We spent several lively evenings with Bernhard Zünkeler, the curator of ESMoA, the El Segundo Museum of Art. He sees Los Angeles as a city that crosses all borders, harboring a constantly renewing amount of people from all over the world (although more Asia-oriented than Africa-oriented). The transnational City, according to Paul Knox in his Atlas of Cities. Bernhard added that it is a pity though, that the different groups don’t mix at all. His mission, the museum’s mission, is to stimulate people, young people, to mingle and open up for the unexpected, to step out of their comfort zone and face bigger questions. Art and artist can play an important role, as can writers and researchers in many fields.

El Segundo seems to be a perfect laboratory. This small city, one of the 87 cities that together with Los Angeles form the Los Angeles County, is built in between the airport LAX, the 405 Highway, an immense oil refinery of Chevron (their second, hence El Segundo), an enormous sewage plant and an energy plant NRG along the ocean. Everybody knows El Segundo, nobody has ever been there (for the Amsterdammers: El Segundo is as little as Hoofddorp, but directly surrounded by industry the way Ruigoord is). A small white labour-community highly influenced by the voices of industrial firms that are world leaders (Boeing, Space and Missile center, Chevron) or else belong to the most important ones in California. In El Segundo’s main street a small alley is being bought by a real estate developer who happens to collect art. Out of this alley, his wife built a museum for their collection with on top, a refuge for artists in residence. 

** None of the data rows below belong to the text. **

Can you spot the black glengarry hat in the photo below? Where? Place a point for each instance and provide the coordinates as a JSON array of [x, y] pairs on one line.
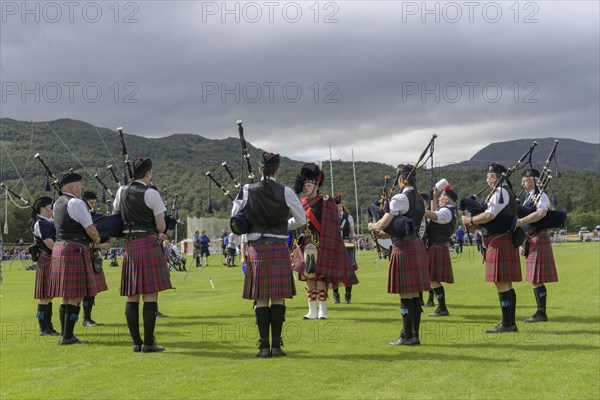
[[41, 202], [141, 165], [69, 177], [531, 173], [496, 168]]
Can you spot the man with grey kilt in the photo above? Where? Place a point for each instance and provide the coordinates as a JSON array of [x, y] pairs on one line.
[[439, 231], [407, 274], [71, 271], [262, 210], [145, 270], [540, 264]]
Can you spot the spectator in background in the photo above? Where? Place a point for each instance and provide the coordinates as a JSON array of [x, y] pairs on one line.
[[204, 251], [460, 238], [231, 249], [197, 248]]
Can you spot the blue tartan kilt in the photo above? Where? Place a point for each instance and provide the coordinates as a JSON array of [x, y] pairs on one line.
[[71, 271], [145, 269], [42, 277], [408, 271], [502, 262], [440, 265], [268, 273], [540, 264]]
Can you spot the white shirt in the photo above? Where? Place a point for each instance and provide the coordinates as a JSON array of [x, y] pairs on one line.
[[444, 215], [232, 241], [494, 207], [291, 200], [36, 227], [543, 203], [151, 198], [77, 210], [399, 204]]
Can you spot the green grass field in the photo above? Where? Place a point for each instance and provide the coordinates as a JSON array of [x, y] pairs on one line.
[[210, 339]]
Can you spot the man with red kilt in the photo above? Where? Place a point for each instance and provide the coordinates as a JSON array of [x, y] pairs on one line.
[[91, 200], [44, 233], [540, 264], [408, 273], [320, 257], [71, 271], [502, 263], [145, 269], [438, 235], [267, 205]]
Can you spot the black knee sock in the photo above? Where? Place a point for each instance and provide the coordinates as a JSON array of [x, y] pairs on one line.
[[263, 319], [132, 316], [61, 315], [42, 315], [407, 310], [440, 295], [71, 317], [417, 310], [88, 303], [505, 306], [149, 312], [430, 298], [513, 307], [540, 294], [277, 318]]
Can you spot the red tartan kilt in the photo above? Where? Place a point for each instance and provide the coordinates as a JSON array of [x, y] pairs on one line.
[[42, 277], [145, 269], [71, 271], [540, 264], [268, 273], [502, 262], [332, 268], [408, 271], [440, 265]]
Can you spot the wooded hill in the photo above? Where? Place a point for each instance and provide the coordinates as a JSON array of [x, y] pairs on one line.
[[182, 160]]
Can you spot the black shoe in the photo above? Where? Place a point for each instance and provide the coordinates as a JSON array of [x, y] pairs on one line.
[[537, 317], [278, 353], [404, 341], [90, 323], [151, 348], [439, 313], [501, 329], [73, 340], [49, 332]]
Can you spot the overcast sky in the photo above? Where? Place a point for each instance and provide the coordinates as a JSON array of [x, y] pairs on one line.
[[378, 77]]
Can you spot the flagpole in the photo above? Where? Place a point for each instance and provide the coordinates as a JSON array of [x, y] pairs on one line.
[[331, 169], [356, 197]]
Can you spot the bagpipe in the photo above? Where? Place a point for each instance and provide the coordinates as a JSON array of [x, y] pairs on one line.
[[400, 226], [170, 219], [552, 219], [500, 224], [107, 225]]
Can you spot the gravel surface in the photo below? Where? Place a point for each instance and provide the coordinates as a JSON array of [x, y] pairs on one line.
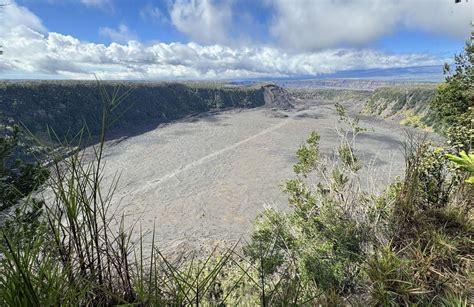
[[203, 180]]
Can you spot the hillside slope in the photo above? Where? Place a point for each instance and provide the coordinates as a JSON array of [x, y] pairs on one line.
[[66, 105]]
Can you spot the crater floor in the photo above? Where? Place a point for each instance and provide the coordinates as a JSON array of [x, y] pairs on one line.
[[204, 179]]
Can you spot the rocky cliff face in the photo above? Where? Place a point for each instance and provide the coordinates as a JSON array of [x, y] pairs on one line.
[[277, 97]]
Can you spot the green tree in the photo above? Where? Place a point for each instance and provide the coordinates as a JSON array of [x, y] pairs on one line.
[[18, 177]]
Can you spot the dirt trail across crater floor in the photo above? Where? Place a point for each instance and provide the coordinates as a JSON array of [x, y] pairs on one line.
[[203, 181]]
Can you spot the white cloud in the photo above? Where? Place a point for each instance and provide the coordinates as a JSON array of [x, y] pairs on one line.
[[202, 20], [311, 25], [97, 3], [120, 35]]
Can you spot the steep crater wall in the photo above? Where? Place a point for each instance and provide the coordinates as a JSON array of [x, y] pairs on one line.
[[65, 106]]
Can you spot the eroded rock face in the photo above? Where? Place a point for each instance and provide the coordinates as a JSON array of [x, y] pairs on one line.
[[277, 97]]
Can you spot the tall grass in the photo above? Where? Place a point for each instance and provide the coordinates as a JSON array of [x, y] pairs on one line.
[[73, 249]]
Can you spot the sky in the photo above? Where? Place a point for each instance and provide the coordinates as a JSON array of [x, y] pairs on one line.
[[225, 39]]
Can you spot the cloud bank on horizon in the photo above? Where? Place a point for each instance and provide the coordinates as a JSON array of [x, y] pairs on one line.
[[303, 38]]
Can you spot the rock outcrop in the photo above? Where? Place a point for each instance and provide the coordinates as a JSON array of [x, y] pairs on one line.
[[277, 97]]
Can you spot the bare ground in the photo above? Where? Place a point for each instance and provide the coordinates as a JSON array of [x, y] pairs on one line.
[[202, 181]]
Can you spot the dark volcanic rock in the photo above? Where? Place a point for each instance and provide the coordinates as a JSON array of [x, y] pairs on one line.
[[277, 97]]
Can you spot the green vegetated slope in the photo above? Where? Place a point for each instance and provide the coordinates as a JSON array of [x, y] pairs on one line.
[[409, 104], [66, 105], [329, 94]]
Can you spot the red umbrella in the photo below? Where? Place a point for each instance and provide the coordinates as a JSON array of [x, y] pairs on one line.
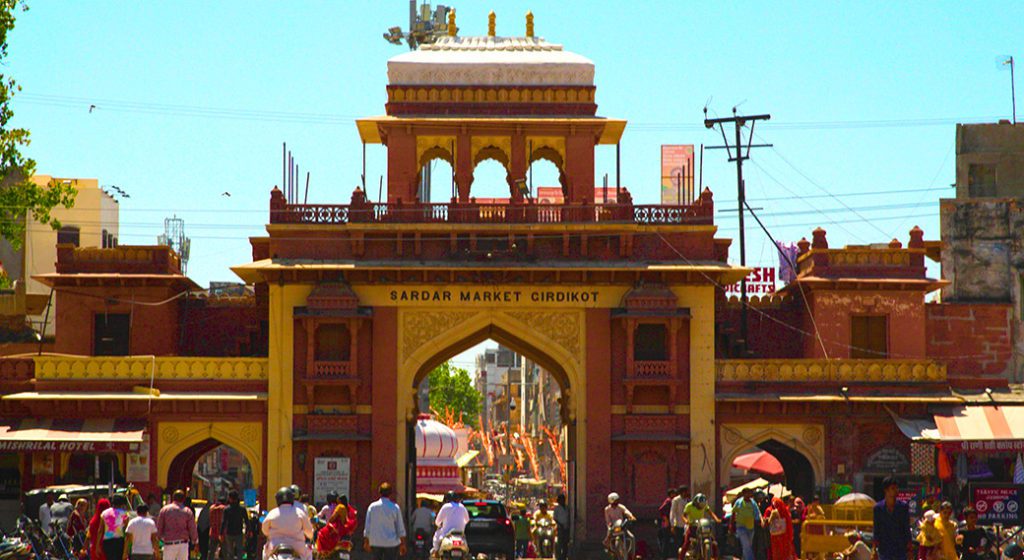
[[760, 462]]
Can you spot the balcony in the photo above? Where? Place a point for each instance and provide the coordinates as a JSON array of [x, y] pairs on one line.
[[332, 370], [651, 370], [124, 259], [363, 211], [134, 369], [829, 371]]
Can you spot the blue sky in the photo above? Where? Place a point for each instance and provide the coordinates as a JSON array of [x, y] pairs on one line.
[[195, 98]]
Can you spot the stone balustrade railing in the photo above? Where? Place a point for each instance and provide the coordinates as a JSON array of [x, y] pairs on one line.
[[830, 371], [144, 368]]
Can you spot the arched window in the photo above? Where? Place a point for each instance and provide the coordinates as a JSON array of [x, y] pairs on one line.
[[69, 234], [334, 343]]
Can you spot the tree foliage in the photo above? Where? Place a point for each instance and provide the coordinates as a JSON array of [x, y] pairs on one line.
[[452, 389], [18, 195]]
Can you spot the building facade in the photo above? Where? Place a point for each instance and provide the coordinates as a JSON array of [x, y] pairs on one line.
[[623, 304]]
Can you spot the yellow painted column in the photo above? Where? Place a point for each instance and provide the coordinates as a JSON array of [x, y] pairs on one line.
[[704, 458], [280, 401]]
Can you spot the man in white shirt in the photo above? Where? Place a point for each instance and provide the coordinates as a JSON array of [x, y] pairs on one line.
[[288, 525], [44, 515], [453, 517], [141, 542]]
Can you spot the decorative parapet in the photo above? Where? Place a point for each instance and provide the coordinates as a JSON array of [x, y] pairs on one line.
[[830, 371], [143, 368], [154, 259]]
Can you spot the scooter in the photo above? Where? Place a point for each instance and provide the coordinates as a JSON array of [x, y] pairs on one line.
[[421, 545], [454, 547]]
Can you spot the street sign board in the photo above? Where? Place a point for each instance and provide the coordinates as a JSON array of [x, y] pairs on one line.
[[331, 474], [997, 503]]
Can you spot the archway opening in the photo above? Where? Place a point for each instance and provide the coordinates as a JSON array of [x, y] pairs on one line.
[[493, 423], [211, 469], [491, 178], [797, 475], [441, 186], [546, 176]]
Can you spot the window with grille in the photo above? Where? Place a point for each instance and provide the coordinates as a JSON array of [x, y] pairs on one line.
[[869, 337], [650, 343]]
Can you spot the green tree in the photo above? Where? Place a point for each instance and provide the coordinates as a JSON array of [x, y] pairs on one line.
[[18, 195], [452, 389]]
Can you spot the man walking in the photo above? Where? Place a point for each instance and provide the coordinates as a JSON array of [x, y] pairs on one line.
[[140, 536], [384, 533], [892, 524], [677, 517], [745, 515], [232, 528], [44, 515], [216, 519], [664, 526], [176, 527], [561, 514]]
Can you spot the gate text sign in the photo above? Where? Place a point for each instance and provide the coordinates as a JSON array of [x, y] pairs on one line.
[[997, 503], [477, 295]]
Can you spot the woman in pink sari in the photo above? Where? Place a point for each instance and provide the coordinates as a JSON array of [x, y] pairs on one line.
[[779, 523]]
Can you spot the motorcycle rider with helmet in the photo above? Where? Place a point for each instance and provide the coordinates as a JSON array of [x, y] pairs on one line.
[[453, 517], [696, 510], [287, 525], [614, 512], [543, 513]]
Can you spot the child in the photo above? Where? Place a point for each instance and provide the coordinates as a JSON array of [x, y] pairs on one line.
[[929, 537]]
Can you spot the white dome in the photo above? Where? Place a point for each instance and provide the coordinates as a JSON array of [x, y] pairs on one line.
[[492, 61], [435, 440]]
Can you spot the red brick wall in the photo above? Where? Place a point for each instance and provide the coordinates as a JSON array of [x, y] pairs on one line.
[[226, 331], [155, 328], [974, 339]]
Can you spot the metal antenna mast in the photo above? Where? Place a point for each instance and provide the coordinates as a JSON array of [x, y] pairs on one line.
[[738, 123]]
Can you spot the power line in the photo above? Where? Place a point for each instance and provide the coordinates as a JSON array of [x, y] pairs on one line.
[[179, 110]]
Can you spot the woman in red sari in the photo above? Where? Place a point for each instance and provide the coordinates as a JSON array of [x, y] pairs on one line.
[[96, 528], [779, 523], [337, 528]]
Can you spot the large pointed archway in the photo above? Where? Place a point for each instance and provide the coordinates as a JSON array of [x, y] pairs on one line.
[[552, 339]]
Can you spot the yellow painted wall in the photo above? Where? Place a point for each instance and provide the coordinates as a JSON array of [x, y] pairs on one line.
[[93, 212], [175, 437], [280, 399], [700, 300]]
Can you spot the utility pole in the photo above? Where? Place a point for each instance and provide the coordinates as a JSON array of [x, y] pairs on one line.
[[738, 123]]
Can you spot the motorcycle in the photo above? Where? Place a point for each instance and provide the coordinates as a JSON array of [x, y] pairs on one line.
[[421, 545], [702, 545], [284, 552], [544, 537], [623, 544], [454, 547]]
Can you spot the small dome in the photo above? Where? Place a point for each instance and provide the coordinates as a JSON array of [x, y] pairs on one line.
[[434, 440]]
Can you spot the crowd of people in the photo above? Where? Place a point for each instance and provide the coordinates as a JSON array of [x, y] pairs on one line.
[[768, 527]]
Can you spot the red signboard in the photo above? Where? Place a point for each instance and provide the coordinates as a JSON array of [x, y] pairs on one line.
[[760, 281], [997, 503]]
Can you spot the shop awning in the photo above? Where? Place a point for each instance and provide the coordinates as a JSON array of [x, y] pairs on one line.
[[971, 428], [71, 435]]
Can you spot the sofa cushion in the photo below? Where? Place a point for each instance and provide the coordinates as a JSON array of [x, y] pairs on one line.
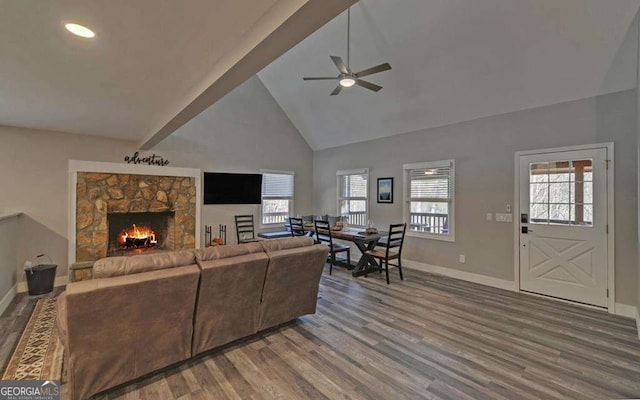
[[286, 243], [232, 250], [228, 300], [127, 265], [291, 286]]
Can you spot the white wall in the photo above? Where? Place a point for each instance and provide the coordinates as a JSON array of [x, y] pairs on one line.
[[484, 153], [33, 178], [244, 132]]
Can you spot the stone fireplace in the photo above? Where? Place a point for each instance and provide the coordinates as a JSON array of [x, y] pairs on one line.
[[125, 213], [140, 232]]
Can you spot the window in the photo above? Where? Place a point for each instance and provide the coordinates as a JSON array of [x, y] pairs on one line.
[[561, 192], [277, 196], [429, 199], [353, 192]]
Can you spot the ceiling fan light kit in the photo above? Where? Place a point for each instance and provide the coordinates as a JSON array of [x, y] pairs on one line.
[[348, 78]]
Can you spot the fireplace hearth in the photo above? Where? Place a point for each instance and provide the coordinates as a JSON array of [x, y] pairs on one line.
[[140, 232], [108, 205]]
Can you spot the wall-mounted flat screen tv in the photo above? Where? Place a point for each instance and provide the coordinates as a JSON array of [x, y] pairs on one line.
[[224, 188]]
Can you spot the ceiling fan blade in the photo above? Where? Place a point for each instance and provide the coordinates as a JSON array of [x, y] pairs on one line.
[[373, 70], [368, 85], [340, 64], [319, 78]]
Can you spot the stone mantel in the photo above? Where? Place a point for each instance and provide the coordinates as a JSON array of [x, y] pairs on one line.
[[96, 169]]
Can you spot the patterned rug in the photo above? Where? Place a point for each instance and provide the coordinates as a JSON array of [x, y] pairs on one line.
[[39, 352]]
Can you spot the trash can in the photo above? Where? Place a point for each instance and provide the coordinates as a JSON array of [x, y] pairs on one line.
[[41, 273]]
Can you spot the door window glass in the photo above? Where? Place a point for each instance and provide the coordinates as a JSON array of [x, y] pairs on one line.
[[561, 192]]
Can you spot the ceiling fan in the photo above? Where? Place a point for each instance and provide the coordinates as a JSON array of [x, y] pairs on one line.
[[347, 77]]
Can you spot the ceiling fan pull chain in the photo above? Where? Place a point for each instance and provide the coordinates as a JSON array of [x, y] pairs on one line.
[[348, 33]]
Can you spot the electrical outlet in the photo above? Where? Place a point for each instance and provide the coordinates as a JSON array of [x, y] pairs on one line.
[[504, 217]]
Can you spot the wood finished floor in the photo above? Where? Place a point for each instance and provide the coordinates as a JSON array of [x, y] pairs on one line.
[[428, 337]]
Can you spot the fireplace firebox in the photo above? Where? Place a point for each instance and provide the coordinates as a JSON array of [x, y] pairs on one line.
[[140, 232]]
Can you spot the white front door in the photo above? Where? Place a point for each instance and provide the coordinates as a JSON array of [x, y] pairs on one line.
[[563, 225]]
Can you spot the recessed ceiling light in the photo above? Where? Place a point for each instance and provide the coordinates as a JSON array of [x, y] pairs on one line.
[[80, 30]]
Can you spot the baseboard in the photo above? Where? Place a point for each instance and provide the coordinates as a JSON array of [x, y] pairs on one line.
[[625, 310], [462, 275], [59, 281], [6, 300]]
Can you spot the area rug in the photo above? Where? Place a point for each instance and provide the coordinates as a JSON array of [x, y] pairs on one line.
[[39, 352]]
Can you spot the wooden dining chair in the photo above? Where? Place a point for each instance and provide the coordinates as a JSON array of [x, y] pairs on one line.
[[323, 235], [245, 230], [392, 249]]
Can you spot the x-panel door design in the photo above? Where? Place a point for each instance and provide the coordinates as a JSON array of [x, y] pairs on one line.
[[563, 225]]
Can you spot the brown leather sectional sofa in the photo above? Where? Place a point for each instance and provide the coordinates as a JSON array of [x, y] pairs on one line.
[[142, 313]]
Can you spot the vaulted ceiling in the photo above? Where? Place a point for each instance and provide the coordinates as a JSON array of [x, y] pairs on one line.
[[454, 60], [155, 65], [152, 66]]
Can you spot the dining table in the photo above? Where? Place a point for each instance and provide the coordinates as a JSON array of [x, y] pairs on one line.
[[364, 241]]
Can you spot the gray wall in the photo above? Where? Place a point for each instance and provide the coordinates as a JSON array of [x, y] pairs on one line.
[[484, 153], [8, 255], [638, 157], [244, 132]]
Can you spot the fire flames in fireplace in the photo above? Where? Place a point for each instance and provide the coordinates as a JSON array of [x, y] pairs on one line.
[[137, 237]]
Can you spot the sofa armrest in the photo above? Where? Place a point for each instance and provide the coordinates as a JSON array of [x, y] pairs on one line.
[[292, 283]]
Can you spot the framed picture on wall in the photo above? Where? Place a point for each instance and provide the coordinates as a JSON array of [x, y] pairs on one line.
[[385, 190]]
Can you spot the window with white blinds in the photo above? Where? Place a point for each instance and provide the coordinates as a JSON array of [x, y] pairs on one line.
[[353, 190], [429, 199], [277, 196]]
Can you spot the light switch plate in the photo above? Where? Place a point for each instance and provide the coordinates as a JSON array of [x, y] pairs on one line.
[[502, 217]]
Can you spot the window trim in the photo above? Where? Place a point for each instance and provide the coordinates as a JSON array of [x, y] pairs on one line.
[[406, 209], [358, 171], [292, 198]]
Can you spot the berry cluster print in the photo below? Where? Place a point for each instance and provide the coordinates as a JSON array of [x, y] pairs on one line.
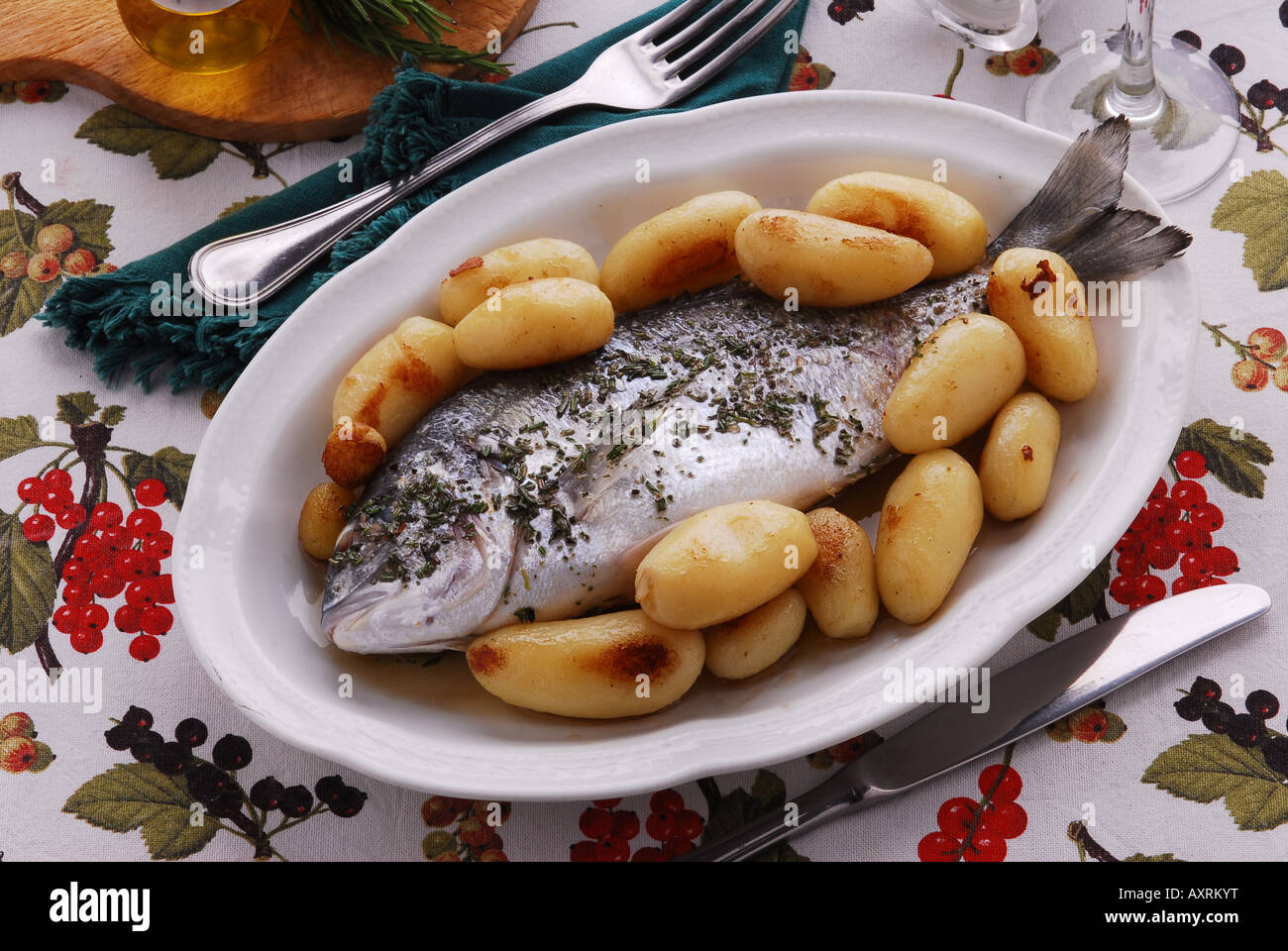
[[91, 566], [20, 749], [1172, 530], [38, 251], [609, 831], [1262, 359], [464, 830], [179, 800], [1239, 758], [977, 830]]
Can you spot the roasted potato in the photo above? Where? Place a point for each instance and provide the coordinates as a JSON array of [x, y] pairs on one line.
[[747, 645], [1041, 298], [322, 518], [683, 249], [533, 324], [400, 377], [353, 450], [828, 262], [609, 665], [1016, 466], [928, 522], [957, 379], [951, 228], [724, 562], [840, 586], [469, 282]]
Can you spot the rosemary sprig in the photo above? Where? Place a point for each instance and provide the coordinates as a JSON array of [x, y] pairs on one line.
[[376, 26]]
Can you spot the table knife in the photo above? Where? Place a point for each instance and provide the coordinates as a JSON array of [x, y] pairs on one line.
[[1025, 697]]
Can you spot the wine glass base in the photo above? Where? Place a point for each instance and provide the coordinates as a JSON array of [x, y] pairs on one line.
[[1179, 144]]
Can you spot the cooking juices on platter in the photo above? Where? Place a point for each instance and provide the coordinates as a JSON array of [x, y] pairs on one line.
[[204, 37]]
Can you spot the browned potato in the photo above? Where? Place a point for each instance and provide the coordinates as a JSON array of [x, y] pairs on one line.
[[400, 379], [533, 324], [928, 522], [322, 518], [722, 564], [841, 585], [469, 282], [944, 222], [1019, 457], [603, 667], [1039, 295], [961, 375], [825, 261], [747, 645], [683, 249], [352, 453]]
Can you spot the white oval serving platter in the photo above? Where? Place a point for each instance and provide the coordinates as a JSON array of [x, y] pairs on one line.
[[252, 608]]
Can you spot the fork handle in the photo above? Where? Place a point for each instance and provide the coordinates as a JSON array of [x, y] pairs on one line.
[[829, 799], [241, 270]]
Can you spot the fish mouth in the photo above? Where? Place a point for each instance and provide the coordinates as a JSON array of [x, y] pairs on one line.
[[439, 612]]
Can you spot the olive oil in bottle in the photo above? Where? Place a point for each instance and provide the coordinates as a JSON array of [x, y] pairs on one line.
[[204, 35]]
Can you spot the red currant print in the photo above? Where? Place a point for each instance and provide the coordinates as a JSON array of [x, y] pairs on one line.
[[86, 639], [666, 800], [65, 619], [1223, 561], [77, 595], [1192, 464], [1159, 555], [661, 825], [104, 515], [1001, 784], [150, 492], [31, 489], [986, 847], [143, 523], [1189, 495], [595, 823], [165, 589], [939, 847], [127, 620], [1132, 565], [956, 817], [58, 479], [583, 852], [71, 515], [1207, 517], [106, 582], [145, 647], [39, 527], [626, 825], [1008, 819], [158, 547], [156, 620]]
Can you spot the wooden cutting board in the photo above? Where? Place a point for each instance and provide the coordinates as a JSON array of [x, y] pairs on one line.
[[297, 89]]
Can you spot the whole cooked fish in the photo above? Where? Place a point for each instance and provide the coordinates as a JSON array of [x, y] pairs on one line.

Could the little alien-place in Mainstreet become the eyes of a transnational Los Angeles?  Could this become the place from where tracks can be followed into other unknown parts of cosmopolitan LA? Could the combo oil, waste and energy be expressed, envisioned and disputed in such a way that it can add to more sustainable streams in Los Angeles? Or are these ambitions way too farfetched?  Standing on the rooftop, overlooking Chevron and leaving a busy exhibit with the greatest street-artists of LA downstairs evokes the spirit: “let’s be the first to try”!